Lo Stato Sociale è come il pentapartito?
«Oppure come un governo dei migliori...».
«Ma sei sicuro che essere famosi in un Paese con la Lega al 40% sia una cosa positiva?», canta Bebo in un brano del suo disco, La senti questa forza. Risposta?
«Lo dobbiamo ancora capire».
Siete tra i pochi della vostra generazione a parlare esplicitamente di politica nei testi: perché oggi il disimpegno ha la meglio sull’impegno, nelle canzoni?
«È una scelta politica anche quella di non parlare di politica, nei dischi. Non pensiamo che sia obbligatorio mettere l’impegno davanti a tutto, come si faceva tra gli anni 60 e 70: ma come si fa a ignorare certi argomenti? Ormai ci circondano».
È una scelta politica anche quella di partecipare a Sanremo, quest’anno, dopo un anno di inattività e con teatri e club ancora chiusi?
«Può esserlo. Dipende da come utilizzi quel microfono.

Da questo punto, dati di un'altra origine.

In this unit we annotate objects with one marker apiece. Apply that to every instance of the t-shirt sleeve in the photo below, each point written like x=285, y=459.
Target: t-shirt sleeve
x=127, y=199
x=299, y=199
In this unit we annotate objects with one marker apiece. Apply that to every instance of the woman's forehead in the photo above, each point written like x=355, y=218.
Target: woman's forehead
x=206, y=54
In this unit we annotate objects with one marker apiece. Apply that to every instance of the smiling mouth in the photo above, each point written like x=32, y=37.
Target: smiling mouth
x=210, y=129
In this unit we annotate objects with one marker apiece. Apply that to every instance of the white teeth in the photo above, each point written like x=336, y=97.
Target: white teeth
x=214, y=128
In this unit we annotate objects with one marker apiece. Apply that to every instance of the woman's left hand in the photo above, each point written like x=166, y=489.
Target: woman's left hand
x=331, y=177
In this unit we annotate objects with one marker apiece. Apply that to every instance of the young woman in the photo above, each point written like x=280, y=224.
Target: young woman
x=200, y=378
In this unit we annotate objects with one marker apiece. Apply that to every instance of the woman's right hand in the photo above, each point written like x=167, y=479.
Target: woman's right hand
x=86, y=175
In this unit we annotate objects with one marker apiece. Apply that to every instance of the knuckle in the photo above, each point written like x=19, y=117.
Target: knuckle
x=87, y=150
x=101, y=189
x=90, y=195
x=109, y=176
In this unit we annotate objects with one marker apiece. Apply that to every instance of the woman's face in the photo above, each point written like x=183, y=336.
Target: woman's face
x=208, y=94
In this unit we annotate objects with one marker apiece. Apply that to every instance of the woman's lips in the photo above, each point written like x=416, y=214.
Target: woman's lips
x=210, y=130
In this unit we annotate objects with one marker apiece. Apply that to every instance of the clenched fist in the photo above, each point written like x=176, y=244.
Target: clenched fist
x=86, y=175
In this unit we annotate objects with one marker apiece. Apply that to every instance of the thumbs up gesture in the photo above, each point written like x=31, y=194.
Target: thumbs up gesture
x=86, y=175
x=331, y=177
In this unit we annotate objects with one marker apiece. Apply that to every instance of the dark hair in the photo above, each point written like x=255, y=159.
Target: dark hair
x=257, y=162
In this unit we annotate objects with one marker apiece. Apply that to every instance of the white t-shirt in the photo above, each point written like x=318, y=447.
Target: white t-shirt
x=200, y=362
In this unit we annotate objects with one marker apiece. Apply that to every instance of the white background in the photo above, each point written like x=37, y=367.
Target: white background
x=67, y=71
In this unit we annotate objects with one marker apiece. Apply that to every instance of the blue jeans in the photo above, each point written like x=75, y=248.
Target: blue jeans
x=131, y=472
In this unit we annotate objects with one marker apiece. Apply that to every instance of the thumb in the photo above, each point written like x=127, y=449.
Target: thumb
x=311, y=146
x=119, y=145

È un atto politico nel momento in cui calchi uno dei palcoscenici più importanti d’Italia, hai di fronte a te un megafono e parli della situazione attuale che stanno vivendo tutti i musicisti».
Però nella vostra Combat pop non ci sono riferimenti espliciti a questo argomento. L’unica canzone che ne parla è quella di Willie Peyote: «Riapriamo gli stadi ma non teatri né live».
«Combat pop è stata scritta prima della crisi. Parla di contraddizioni e non è poi così fuori tema. Ma al di là della canzone cercheremo comunque di portare all’Ariston dei messaggi, comprese le istanze dei lavoratori dello spettacolo».
Dopo la vecchia che ballava, stavolta cosa bisogna aspettarsi?
«Volevamo portare una tigre al guinzaglio sul palco, ma non ce l’hanno permesso. Lo avevamo chiesto già nel 2018 (ridono)».
Tornando seri: alcune cose non si potranno fare, per via dei protocolli. Potrete cantare vicini o dovrete rispettare anche voi il metro e mezzo di distanza sul palco?
«Non lo abbiamo ancora capito. Sappiamo solo che saremo tutti tamponati. Ma se così fosse dovremo rivedere la coreografia che abbiamo pensato».
Nella serata delle cover omaggerete gli Skiantos, bolognesi come voi?
«Possiamo dire che il pezzo che abbiamo scelto piace molto a tutti. E già è tanto: ci volevano cinque dischi solisti per farci andare d’accordo (ridono). Speriamo che il brano abbia senso anche per il pubblico: è molto attuale».